On the other hand, a much smaller number of medical malpractice cases are settled without filing suit. In product liability cases, such as defective automobile or medical products claims or claims against drug companies, suits are very common. In those cases, and in many other cases, obtaining the information you may need concerning the product or what happened, may be ascertainable without filing suit. Also, it is very important to keep in mind the Statute of Limitations, which means there is a certain amount of time you have to file a legal cause of action. If you fail to file the case within that period, it is probable your case will be dismissed and you will be denied compensation for your injuries.
How long does a lawsuit take if we have to file suit? How does an attorney know if you have a brain injury?
ANSWER: It depends. Each case varies depending on the complexity of the case, which state or courtroom you are in, and how many defendants and plaintiffs are involved in the case. There are essentially three parts to a lawsuit: First, you file the lawsuit, known as the “Complaint.” Each person sued then files a response to your allegations. The Response is generally known as the defendant’s “Answer”. Third, is the “trial”. A trial may last a day, several weeks, or longer depending on the complexity of the case. It is the second part, known as “Discovery,” that creates the major problem in trying to estimate how long the lawsuit will take. “Discovery” consists of the actions taken by the attorneys to try and find all the pertinent facts about the case. I’ve had cases involving obtaining “Discovery” from countries, such as England, Finland, Mexico, Canada, and most of the states in the United States. The more complex the “Discovery”, the longer the case will take to get to a jury. While there is no magic time period in which a case gets concluded, many lawsuits will go to trial 1-2 years after the lawsuit is filed. While each case can be appealed, the majority of cases are not. The more complex cases may take several more years, even if they are not appealed.

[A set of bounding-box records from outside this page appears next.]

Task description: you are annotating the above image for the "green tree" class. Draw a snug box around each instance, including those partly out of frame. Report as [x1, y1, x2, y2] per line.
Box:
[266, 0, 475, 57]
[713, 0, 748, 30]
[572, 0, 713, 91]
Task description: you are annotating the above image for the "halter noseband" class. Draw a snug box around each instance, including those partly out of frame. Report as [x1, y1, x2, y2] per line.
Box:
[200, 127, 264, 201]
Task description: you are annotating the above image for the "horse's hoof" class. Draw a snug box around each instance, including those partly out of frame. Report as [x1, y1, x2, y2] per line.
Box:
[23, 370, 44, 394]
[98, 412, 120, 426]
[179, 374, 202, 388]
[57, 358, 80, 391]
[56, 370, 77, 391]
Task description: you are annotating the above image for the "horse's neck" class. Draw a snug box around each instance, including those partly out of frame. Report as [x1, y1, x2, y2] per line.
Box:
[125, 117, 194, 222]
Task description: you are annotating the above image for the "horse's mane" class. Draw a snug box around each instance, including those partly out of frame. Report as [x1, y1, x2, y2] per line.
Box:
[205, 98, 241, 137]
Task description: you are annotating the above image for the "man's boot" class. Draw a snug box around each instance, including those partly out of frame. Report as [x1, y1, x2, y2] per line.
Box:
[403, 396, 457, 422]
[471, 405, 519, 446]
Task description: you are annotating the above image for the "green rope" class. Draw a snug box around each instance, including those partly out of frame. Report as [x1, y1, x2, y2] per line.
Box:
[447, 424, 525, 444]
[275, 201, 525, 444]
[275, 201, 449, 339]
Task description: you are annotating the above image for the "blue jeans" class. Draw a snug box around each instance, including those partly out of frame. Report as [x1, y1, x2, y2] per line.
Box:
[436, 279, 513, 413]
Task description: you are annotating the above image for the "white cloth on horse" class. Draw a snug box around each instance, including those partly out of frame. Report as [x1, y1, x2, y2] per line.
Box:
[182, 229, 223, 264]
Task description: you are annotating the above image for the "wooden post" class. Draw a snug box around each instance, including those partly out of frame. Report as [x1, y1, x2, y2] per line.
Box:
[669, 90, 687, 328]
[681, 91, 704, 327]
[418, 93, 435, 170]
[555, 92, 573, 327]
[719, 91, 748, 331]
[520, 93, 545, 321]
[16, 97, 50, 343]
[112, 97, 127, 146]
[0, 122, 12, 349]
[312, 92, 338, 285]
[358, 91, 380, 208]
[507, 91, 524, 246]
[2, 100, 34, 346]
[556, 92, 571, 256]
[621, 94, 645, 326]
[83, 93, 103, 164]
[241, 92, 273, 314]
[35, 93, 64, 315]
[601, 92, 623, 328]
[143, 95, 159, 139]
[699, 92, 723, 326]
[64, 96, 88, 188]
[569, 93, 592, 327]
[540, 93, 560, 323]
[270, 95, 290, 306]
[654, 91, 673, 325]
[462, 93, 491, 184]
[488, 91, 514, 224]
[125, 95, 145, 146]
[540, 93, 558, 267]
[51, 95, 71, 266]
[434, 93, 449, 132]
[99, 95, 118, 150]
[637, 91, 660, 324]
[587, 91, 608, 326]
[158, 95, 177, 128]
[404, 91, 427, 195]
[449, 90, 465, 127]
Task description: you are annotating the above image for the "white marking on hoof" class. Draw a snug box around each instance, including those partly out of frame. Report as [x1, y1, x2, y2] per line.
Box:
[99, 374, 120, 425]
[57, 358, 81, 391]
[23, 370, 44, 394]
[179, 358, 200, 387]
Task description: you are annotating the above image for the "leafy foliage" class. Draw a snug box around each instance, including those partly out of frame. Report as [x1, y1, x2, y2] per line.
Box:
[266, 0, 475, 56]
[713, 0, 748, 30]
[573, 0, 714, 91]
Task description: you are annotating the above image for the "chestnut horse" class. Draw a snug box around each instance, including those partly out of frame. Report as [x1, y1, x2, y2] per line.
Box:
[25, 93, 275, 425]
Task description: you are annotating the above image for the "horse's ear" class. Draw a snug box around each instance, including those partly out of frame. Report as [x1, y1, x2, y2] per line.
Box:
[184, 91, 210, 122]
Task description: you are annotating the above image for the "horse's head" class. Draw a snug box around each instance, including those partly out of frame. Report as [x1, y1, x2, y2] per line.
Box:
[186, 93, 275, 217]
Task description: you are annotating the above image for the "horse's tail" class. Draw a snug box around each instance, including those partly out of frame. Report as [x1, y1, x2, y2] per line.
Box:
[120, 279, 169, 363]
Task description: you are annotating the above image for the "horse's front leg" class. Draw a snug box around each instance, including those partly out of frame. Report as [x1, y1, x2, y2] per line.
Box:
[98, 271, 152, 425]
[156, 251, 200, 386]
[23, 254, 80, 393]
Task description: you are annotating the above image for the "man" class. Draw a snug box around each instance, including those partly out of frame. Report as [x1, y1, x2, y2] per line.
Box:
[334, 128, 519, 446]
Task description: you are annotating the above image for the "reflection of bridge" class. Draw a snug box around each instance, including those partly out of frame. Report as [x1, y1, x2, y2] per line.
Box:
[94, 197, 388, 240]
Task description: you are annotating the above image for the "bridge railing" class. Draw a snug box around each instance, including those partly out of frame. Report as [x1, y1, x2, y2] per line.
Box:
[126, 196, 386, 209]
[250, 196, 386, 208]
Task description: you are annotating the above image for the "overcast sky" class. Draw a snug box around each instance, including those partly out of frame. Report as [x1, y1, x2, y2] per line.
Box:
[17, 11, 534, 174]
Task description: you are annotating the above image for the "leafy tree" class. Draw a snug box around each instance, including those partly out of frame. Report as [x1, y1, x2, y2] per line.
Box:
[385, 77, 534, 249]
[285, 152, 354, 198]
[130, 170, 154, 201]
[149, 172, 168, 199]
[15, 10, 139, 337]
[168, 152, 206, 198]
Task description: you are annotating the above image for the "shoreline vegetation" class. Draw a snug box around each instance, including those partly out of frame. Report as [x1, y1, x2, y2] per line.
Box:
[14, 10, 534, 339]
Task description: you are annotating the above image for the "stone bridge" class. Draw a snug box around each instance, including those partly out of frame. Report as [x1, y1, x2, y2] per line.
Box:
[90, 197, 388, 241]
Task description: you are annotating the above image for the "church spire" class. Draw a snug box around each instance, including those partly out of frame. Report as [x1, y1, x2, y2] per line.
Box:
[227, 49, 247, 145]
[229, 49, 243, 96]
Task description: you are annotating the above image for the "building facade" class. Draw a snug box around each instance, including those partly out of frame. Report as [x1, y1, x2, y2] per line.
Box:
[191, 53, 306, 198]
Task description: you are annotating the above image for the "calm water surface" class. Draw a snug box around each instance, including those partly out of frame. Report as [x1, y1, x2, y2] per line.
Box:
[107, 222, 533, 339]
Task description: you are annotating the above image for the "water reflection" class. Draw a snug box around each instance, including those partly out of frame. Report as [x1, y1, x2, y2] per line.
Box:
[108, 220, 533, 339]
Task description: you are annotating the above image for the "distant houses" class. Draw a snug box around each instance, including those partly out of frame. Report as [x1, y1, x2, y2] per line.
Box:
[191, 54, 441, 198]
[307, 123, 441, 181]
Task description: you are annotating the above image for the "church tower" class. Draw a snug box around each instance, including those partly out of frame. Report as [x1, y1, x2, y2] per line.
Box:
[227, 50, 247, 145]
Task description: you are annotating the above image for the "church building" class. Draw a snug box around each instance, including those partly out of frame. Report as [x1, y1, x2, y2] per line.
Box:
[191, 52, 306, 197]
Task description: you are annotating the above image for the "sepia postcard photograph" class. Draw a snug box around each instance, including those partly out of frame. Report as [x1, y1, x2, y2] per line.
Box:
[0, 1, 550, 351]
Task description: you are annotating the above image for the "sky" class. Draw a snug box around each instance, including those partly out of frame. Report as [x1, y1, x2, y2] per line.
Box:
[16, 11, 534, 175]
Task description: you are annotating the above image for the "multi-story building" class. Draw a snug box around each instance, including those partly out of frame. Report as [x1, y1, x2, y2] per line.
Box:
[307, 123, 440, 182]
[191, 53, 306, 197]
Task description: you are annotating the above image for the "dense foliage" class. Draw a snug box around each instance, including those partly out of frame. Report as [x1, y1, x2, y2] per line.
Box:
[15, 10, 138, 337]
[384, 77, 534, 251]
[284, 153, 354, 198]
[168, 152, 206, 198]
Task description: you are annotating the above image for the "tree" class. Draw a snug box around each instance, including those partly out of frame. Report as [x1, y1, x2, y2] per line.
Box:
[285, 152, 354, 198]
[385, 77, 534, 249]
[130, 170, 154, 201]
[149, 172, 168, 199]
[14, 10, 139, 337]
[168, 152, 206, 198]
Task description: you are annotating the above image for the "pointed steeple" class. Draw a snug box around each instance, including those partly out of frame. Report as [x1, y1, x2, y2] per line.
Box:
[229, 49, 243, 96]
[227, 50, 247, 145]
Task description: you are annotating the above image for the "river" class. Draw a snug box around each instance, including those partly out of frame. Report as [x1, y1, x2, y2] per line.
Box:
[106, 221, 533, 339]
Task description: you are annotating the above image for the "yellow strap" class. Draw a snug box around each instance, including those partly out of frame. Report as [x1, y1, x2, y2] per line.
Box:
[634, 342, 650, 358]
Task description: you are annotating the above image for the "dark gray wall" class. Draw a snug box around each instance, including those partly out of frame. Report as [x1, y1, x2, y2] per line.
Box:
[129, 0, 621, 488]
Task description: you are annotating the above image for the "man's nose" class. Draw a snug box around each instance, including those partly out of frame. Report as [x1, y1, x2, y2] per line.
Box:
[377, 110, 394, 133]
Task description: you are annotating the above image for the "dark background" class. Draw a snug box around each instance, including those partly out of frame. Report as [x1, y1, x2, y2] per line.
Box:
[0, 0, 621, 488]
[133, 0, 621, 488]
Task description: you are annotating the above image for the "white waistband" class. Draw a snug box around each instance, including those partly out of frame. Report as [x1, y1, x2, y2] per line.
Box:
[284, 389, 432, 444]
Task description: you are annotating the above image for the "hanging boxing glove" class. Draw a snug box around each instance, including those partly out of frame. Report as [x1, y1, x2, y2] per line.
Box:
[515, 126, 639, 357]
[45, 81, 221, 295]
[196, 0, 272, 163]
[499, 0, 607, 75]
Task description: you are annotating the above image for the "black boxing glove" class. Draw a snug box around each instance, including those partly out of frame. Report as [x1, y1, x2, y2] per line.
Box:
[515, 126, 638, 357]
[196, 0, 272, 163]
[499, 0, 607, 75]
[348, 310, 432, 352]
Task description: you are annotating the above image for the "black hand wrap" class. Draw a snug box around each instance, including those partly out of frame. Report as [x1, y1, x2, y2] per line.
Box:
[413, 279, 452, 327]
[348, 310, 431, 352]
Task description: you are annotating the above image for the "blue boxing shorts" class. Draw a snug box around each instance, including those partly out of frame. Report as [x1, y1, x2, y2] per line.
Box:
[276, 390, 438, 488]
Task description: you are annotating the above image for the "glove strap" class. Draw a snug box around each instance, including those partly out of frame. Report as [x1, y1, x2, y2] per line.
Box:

What if I am injured while working on the job?
ANSWER: You should notify your employer and report the injury immediately. Strict compliance with the employer’s NOTICE policy is mandatory. If you do not recall what the policy is, or did not read it at the time of your hire, you should go back and review it. Knowing your employer’s policy regarding NOTICE and providing your employer with prompt notice of your injury should assure that your worker’s compensation benefits will be timely processed. In many situations, if your injury resulted from your employer’s conduct, you may only have a worker’s compensation claim. In other situations, you may have claims in addition to a worker’s compensation claim.
Regarding your rights, I recommend you consult with a competent worker’s compensation attorney as soon as possible after the injury has occurred. In many states, your worker’s compensation claim benefits are limited to a portion of your lost wages and your medical bills. In Kentucky and Ohio, there are no claims for pain and suffering and spousal loss of consortium in a worker’s compensation claim. If you are permanently disabled or are partially disabled, you may have long-term benefits for these disabilities. If you are injured while working in the scope of your employment, and your injuries were caused due to the conduct of a third party (someone other than your employer), you may have a cause of action against the third party, in addition to any claims you have against your employer. A competant personal injury attorney should be contacted as soon as possible after you are injured.